El delito de desobediencia de los funcionarios y autoridades públicas está recogido en el artículo 410 del Código Penal vigente; el mismo delito cometido por ciudadanos de a pie en el 556 del mismo texto legal. En el primer caso, se castiga con «multa de 3 a 12 meses e inhabilitación para empleo o cargo público por un plazo de seis meses a dos años». En el segundo, si es grave, acarrea una pena de prisión de seis meses a un año. Así pues, al particular le sale mucho más caro desobedecer una resolución judicial que al funcionario o a la autoridad pública, cuando es obvio que debería existir mayor reproche penal para el delito cometido por funcionario público o autoridad. De ahí la chulería jaquetona de muchos politiquillos de tres al cuarto.

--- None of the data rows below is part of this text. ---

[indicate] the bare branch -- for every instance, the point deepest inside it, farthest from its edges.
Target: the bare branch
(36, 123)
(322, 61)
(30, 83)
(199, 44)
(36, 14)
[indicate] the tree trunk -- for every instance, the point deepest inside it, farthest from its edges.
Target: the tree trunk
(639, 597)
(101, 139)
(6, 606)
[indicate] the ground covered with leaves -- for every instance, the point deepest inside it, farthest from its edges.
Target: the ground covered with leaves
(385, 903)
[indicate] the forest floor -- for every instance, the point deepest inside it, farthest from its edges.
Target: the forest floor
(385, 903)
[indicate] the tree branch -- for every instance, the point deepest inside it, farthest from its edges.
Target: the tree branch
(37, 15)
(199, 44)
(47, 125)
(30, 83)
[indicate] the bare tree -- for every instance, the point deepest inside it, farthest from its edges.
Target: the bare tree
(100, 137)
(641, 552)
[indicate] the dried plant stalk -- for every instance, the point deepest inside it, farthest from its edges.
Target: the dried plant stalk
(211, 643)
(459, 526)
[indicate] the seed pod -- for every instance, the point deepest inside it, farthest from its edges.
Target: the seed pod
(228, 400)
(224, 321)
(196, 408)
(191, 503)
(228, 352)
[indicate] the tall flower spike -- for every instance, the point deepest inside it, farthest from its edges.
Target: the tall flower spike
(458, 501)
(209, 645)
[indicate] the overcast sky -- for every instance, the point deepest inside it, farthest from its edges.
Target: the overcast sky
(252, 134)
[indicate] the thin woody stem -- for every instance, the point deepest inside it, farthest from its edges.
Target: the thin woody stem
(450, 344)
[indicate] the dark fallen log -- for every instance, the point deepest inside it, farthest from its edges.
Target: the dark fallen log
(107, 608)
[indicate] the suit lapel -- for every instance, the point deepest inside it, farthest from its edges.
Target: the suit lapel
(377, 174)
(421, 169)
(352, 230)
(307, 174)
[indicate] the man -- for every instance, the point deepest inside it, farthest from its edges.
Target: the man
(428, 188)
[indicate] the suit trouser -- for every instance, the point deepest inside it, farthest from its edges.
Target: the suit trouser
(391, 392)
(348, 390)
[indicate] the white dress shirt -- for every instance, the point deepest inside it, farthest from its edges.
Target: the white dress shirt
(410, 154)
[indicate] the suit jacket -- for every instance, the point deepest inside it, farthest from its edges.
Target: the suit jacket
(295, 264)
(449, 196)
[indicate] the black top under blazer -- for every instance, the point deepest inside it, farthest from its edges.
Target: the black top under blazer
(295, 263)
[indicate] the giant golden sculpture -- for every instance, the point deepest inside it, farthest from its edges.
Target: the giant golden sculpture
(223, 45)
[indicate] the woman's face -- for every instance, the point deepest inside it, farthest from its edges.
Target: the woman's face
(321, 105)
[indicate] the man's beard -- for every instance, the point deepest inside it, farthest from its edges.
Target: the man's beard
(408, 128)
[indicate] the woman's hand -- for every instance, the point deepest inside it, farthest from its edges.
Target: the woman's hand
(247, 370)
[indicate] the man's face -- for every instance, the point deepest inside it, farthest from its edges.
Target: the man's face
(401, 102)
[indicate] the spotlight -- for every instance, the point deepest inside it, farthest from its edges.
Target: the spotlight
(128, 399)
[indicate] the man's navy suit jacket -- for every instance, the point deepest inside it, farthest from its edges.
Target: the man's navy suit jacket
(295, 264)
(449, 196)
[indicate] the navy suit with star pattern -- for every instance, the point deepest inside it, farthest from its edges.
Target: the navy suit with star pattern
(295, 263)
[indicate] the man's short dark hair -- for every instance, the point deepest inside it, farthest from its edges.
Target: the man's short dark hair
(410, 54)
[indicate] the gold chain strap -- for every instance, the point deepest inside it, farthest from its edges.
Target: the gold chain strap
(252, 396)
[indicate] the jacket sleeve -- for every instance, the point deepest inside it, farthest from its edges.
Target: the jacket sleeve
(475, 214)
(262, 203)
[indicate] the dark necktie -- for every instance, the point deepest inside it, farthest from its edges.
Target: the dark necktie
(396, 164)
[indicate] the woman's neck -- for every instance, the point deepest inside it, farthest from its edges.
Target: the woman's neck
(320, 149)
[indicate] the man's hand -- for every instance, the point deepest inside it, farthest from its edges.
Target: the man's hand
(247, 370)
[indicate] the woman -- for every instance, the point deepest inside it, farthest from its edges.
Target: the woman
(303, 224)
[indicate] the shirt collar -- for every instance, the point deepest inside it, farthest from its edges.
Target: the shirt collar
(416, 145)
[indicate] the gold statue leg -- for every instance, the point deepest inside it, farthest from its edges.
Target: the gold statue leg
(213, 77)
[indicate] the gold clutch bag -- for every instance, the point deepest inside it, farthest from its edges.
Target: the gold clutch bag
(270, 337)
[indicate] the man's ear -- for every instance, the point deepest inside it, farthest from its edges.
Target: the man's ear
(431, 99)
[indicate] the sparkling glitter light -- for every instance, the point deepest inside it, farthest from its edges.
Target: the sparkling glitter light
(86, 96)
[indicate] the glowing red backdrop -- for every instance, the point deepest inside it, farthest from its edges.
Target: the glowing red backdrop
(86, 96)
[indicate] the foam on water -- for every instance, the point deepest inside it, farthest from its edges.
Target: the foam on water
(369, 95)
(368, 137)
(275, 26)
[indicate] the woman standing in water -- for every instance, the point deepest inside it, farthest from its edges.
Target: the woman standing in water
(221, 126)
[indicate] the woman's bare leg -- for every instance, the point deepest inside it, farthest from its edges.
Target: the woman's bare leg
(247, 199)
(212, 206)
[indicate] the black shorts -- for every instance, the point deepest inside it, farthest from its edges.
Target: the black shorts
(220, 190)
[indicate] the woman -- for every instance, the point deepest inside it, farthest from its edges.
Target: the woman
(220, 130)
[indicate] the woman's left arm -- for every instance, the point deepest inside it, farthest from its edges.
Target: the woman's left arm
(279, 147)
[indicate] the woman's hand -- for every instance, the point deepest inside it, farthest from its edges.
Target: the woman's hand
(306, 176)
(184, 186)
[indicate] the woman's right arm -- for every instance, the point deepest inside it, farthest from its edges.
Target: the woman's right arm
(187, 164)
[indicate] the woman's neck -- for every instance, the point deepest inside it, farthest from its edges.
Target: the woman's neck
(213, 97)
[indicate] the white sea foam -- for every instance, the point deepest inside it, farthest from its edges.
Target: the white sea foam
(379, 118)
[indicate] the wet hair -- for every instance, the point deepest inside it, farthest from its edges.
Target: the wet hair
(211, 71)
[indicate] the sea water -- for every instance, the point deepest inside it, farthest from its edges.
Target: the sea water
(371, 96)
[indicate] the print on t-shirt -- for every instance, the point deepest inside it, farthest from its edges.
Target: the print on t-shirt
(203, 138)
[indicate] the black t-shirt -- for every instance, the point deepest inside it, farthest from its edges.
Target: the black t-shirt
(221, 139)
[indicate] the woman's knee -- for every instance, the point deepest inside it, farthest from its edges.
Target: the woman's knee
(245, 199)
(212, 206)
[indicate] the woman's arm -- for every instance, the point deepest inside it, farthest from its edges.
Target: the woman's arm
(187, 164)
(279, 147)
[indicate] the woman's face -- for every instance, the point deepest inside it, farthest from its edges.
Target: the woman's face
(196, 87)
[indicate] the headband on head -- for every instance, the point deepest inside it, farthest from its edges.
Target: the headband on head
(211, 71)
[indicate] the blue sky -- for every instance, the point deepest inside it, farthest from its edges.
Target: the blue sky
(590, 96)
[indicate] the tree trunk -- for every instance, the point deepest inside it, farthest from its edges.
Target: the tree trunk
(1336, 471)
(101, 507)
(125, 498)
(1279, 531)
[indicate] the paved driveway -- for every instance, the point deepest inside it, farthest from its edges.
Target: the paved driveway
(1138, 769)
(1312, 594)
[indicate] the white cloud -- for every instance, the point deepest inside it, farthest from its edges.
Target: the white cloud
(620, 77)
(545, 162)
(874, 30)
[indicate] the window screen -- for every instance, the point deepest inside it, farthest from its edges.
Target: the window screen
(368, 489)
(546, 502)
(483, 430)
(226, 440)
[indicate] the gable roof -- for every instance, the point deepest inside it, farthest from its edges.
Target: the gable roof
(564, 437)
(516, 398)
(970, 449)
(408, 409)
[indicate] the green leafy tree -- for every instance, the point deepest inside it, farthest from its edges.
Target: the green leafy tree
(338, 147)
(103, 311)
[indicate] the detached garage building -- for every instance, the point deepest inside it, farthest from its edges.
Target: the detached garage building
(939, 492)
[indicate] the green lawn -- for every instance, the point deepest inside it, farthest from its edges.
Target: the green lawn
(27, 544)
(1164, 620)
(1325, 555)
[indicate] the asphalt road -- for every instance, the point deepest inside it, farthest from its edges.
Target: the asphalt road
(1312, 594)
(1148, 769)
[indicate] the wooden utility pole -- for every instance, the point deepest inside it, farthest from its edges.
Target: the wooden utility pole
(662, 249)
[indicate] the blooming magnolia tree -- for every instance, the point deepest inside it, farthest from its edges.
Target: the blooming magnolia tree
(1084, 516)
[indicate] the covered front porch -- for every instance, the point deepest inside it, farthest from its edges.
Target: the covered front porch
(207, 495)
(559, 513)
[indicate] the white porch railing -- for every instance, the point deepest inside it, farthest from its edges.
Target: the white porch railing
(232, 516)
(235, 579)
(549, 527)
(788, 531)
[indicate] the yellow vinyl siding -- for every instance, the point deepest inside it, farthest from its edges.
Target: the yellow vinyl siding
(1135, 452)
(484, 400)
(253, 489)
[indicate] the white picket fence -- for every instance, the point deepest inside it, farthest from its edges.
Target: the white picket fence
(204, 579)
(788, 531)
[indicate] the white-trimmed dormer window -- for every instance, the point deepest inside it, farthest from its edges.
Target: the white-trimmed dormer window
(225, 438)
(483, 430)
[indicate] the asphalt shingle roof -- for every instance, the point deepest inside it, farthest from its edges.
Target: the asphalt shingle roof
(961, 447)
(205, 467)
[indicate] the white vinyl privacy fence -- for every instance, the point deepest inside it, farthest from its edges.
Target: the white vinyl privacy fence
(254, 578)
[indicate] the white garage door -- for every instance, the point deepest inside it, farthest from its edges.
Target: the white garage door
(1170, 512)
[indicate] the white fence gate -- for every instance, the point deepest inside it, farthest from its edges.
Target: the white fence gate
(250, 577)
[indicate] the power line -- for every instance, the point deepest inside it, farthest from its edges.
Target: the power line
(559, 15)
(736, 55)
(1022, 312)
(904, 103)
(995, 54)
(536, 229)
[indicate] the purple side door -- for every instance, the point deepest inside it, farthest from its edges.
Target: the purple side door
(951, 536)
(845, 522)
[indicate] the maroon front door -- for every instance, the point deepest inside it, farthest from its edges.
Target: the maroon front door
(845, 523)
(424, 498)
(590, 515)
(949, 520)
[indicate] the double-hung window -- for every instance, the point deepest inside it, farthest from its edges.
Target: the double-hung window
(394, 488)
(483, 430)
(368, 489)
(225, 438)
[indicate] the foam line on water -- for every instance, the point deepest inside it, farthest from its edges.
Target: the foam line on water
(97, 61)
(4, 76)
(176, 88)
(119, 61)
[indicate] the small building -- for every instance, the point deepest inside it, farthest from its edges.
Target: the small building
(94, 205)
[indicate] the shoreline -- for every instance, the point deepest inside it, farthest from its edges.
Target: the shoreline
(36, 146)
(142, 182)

Por si fuera poco lo anterior, en la España de hoy, si un parlamento autonómico proclamase la secesión de su comunidad del territorio español no cometería delito alguno (!). Sé que puede costar creerlo, pero lo cierto es que nadie incurriría en responsabilidad penal por perpetrar un ataque de esa naturaleza al orden constitucional. Esa es la lógica absurda que consagra la debilidad de nuestro Estado: un acto de esa naturaleza no sería un delito de traición porque todas sus modalidades -previstas en los artículos 581 y siguientes del Código penal- descansan única y exclusivamente en el supuesto de un conflicto bélico entre España y una «potencia enemiga». Tampoco constituiría delito de sedición porque éste se tipifica en los artículos 544 y siguientes del Código penal sobre la base de un alzamiento «público y tumultuario». La declaración de independencia de una asamblea legislativa o de un gobierno autónomo atacaría la línea de flotación del orden constitucional pero, al no afectar al orden público callejero ni comportar tumulto, no cabría hablar de sedición. Tampoco habría rebelión, porque su esencia está en que ha de implicar un alzamiento para alguna de las finalidades señaladas en el artículo 472 del Código Penal y, aunque todas ellas se refieren a gravísimos ataques al orden constitucional, la norma exige que ese alzamiento, además de público, sea violento, con lo que quedan fuera del delito de rebelión los «alzamientos pacíficos».

Esta patética situación es nueva y se la debemos al llamado «Código penal de la democracia», uno de los innumerables despropósitos cometidos por los gobiernos del partido socialista: en el código anterior, la declaración de independencia de parte del territorio nacional se incluía entre los fines del alzamiento rebelde (artículo 214) sin exigir el requisito de violencia porque la esencia del delito consistía en la finalidad independentista de la acción. Pero es que, además, el artículo 217 castigaba también como rebeldes a quienes cometieran «por astucia o por cualquier medio contrario a las leyes» algunos de los delitos contemplados en el artículo 214, por ejemplo, la declaración de la independencia de una parte del territorio nacional. Tan claro era el propósito del legislador de defender el orden constitucional que castigaba con 6 años 1 día a 12 años de prisión a quienes «atentaren contra la integridad de a nación española o la independencia de todo o parte del territorio». Por cierto que este tipo penal, hoy lamentablemente suprimido, procede de una Ley de 1900 que pasó al Código Penal de 1928 como traición, se mantuvo como rebelión en el de la República de 1932 y continuó en el de 1944 y en los posteriores. El de 1995, por obra y gracia del PSOE, lo suprimió y, desde entonces, ningún gobierno ha osado reintroducir la figura penal de rebelión, dejando así a la intemperie nuestro orden constitucional frente a los movimientos secesionistas.

Blas de Lezo dijo que «una nación no se pierde porque unos la ataquen sino porque quienes la aman no la defienden». Tenía razón.